Given that the exemplar was of this two-prime form, I suspected that might be on the right track as Euler is quite good on giving clues like this.

So the next step was to determine which primes might be eligible for calculation. As mentioned earlier, I wanted them both to be as large as possible and so it makes sense to concentrate around the square root of the limit given (107). I decided to give it 30% either way from the square root and expand outwards if necessary. The square root of 107 is 3162.28 so that meant creating primes running from 2213-4111 (in which there happens to be only 236 primes). I did this using the normal sieve method before constructing the list from it.

It was then just a case of running through the 27,730 combinations of primes, some of which would exceed the limit and could be quickly discarded, and doing the necessary calculations.

def LIMIT = 10000000
def UPRIME=(int)Math.ceil((Math.sqrt(LIMIT) * 1.3))
def LPRIME=(int)Math.floor((Math.sqrt(LIMIT) * 0.7))

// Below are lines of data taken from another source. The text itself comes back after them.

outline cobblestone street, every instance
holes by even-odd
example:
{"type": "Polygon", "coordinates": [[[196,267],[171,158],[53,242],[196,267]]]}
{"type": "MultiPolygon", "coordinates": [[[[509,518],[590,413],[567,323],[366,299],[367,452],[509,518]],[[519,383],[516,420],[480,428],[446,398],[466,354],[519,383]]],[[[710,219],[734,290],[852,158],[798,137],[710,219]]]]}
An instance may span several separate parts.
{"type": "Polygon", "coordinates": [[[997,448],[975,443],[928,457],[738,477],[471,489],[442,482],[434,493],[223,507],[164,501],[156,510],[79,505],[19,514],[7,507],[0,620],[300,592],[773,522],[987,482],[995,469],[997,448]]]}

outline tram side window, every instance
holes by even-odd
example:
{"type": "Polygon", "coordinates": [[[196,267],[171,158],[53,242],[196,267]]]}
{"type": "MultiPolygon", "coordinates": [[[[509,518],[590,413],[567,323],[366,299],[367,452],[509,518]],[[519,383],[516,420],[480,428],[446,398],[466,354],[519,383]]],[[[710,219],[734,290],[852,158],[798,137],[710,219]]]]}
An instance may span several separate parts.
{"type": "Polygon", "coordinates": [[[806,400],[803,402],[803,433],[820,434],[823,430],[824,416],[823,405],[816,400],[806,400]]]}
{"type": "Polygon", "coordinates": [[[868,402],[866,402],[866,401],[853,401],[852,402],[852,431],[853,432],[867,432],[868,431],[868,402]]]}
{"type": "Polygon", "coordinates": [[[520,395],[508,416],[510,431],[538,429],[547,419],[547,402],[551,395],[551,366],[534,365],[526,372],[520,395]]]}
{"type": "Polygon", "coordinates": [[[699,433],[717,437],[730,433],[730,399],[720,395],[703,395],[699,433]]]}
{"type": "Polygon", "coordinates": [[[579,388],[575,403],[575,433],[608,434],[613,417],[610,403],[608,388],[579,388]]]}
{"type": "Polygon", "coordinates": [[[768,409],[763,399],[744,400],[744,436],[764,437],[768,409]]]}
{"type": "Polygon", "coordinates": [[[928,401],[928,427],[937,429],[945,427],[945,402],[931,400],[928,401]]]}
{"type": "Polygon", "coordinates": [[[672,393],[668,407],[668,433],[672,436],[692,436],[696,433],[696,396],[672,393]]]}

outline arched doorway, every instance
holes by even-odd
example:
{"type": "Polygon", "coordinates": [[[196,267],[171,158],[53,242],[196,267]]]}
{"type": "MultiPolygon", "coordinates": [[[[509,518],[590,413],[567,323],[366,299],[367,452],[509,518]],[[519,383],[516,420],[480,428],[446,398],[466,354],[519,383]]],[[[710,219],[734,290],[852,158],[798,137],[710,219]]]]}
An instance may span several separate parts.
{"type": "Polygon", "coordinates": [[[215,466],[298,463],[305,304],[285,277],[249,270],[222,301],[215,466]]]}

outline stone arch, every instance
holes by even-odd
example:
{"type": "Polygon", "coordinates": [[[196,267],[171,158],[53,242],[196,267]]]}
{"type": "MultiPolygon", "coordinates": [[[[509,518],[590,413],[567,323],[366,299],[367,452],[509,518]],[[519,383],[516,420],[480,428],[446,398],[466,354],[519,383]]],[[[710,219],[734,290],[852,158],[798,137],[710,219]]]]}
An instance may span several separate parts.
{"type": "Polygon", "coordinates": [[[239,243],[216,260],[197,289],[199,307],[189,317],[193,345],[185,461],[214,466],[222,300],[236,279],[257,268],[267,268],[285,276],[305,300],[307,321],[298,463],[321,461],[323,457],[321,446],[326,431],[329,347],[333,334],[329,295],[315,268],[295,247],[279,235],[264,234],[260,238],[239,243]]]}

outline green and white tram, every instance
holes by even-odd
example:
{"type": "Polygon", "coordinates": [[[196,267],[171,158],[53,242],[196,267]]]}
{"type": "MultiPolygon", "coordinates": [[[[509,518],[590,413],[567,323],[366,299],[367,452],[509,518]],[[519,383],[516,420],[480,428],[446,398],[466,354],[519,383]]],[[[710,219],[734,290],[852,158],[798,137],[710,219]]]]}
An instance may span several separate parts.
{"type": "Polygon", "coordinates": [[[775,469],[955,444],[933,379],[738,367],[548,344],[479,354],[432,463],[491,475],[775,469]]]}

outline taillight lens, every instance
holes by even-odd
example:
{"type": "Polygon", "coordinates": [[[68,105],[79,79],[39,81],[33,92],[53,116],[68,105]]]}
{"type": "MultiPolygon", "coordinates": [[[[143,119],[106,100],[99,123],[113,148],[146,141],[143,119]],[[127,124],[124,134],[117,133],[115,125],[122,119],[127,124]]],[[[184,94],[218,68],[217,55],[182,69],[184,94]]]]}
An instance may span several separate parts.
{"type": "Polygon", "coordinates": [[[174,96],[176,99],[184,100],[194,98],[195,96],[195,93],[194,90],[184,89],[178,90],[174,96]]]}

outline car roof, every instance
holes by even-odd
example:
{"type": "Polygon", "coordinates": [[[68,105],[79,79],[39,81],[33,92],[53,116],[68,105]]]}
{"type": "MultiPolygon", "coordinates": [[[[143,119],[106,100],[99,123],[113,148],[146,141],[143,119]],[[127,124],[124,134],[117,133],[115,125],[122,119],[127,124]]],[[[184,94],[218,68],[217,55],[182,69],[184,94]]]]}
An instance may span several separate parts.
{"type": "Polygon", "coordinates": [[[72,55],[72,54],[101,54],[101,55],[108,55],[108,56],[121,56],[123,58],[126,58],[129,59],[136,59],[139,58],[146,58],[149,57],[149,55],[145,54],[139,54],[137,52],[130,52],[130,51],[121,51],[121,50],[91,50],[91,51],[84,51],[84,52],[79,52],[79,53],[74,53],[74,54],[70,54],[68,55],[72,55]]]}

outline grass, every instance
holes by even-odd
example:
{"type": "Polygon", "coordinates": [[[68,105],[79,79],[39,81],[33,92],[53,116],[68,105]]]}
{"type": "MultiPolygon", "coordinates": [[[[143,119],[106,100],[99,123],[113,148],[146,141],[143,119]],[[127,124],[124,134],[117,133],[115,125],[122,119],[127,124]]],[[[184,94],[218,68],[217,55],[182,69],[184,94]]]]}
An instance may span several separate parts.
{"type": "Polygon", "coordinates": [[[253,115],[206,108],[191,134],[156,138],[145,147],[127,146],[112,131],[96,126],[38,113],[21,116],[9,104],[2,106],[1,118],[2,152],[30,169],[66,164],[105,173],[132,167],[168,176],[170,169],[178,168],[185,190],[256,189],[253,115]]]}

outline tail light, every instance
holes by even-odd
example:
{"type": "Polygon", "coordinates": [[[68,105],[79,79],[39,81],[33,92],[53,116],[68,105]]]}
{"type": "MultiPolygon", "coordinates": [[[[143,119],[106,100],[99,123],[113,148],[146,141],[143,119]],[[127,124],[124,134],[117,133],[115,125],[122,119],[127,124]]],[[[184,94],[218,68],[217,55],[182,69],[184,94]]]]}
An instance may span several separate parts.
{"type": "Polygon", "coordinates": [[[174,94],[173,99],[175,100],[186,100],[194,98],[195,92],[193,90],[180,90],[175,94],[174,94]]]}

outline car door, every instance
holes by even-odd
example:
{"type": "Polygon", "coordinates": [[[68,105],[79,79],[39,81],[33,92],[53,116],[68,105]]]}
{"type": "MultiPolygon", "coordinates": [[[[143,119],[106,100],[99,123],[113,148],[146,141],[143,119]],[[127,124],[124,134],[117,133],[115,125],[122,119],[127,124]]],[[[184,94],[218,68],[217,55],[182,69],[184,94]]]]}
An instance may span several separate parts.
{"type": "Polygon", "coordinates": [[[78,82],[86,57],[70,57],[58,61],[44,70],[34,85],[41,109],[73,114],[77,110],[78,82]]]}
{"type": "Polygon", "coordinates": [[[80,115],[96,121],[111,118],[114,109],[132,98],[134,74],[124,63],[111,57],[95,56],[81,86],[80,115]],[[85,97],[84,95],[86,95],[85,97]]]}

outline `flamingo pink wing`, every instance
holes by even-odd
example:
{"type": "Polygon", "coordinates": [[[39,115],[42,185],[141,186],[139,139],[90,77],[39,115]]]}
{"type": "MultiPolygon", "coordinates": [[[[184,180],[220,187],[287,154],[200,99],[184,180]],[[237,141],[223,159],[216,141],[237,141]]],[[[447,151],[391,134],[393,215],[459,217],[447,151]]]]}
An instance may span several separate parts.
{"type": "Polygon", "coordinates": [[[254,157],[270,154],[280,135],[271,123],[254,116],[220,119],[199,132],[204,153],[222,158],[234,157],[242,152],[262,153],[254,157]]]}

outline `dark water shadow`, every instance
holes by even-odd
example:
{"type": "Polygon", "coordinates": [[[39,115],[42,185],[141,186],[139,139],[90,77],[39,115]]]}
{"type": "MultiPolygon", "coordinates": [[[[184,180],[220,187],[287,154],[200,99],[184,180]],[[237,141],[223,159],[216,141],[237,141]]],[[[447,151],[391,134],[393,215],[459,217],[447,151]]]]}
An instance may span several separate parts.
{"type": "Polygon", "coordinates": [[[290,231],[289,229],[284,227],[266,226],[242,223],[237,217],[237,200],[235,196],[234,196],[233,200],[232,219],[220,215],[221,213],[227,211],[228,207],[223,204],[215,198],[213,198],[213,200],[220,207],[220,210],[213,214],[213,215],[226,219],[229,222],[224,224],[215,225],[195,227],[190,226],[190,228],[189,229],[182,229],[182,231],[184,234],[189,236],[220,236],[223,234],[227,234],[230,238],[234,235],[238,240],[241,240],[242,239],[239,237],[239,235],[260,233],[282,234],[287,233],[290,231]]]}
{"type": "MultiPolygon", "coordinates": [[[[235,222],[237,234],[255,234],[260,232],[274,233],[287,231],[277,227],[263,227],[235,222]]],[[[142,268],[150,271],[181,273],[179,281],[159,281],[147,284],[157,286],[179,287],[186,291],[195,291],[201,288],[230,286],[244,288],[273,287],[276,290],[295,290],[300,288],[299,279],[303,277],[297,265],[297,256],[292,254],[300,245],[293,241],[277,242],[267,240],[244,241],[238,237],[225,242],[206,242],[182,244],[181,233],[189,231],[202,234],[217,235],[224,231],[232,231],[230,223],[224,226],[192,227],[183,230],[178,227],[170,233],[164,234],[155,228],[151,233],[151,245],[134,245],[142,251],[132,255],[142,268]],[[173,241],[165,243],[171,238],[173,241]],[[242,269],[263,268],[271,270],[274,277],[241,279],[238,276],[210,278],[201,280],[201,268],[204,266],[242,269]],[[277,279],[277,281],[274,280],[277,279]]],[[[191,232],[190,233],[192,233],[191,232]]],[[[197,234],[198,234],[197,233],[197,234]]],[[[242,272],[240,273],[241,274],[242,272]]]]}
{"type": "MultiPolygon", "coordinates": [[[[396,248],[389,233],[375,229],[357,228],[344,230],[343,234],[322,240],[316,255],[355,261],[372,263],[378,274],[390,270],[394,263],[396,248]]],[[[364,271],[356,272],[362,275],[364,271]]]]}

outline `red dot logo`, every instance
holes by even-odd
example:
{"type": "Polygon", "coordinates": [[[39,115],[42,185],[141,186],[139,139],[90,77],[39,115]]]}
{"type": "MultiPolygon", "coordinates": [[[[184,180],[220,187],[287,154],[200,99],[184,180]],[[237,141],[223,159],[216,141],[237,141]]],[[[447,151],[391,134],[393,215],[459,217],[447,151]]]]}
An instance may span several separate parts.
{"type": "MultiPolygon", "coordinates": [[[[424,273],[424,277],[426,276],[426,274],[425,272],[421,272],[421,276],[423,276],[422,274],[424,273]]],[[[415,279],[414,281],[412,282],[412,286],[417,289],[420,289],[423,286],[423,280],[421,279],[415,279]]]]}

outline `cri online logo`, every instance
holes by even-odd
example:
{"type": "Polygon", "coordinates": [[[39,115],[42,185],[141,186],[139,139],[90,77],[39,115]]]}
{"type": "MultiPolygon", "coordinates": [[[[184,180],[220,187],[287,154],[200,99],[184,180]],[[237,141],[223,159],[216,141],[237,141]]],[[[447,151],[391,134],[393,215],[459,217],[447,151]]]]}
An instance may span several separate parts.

def isPrime = new boolean[UPRIME]
Arrays.fill(isPrime, true)
(0..1).each { isPrime[it] = false }

for (i in 2..<Math.sqrt(UPRIME)) {
  if (!isPrime[i]) continue
  def j = i + i
  while (j < UPRIME) {
    isPrime[j] = false
    j += i
  }
}

def primes = []
for (i in LPRIME..<UPRIME) { if (isPrime[i]) primes << i }

def ( answer, min ) = [ 0, Double.MAX_VALUE ]

for (i in 0..<primes.size()-1) {
  for (j in i+1..<primes.size()) {
    def n = primes[i] * primes[j]
    if (n > LIMIT) break
    def phi = (primes[i]-1) * (primes[j]-1)
    if (n.toString().toList().sort().join()
        == phi.toString().toList().sort().join()) {
      def ratio = n / phi
      if ( ratio < min ) ( answer, min ) = [ n, ratio ]
    }
  }
}

This runs in a quite satisfactory, and quite surprising quick, 0.26 seconds. Though I must admit that I was somewhat lucky with the bounds of the primes. A Java version, using an int array rather than list for the primes, but otherwise the same logic runs in 13 ms – so around 20x faster.

Special Note: This was my 100th correctly answered question, so I’m now in the Hall of Fame albeit as a n00b Novice, being ranked at 115/2292 in England.

Conclusion

Groovy was useful in creating the check for a permutation but I steered mostly clear of listops & syntactic sugar as I was concerned, perhaps needlessly as it turned out, about performance.

Project Euler Problem #67

February 8, 2010

Read the details of the problem here

Summary

Using an efficient algorithm find the maximal sum in the triangle?

Solution

This is just a larger version of the problem first introduced in Problem 18 and the algorithm and code I used for that was suitable for this problem too. For details on that see my previous post for a solution.

def tiers = []
new File("triangle.txt").eachLine { line ->
    tiers << line.trim().split(" ")*.toInteger()
}

(tiers.size()-2).downto(0) { row ->
    for (i in 0..<tiers[row].size()) {
        tiers[row][i] += [tiers[row+1][i], tiers[row+1][i+1]].max()
    }
}

def answer = tiers[0][0]

Runs in 0.69 seconds so the algorithm scaled sufficiently.

Conclusion

Groovy made it easy to create a ragged array from the data, the [] operator overrides for the lists in the array kept the syntax terse when accessing the elements and the max() method kept the solution clean of noise. All-in-all much better than Java for code clarity and time to implement.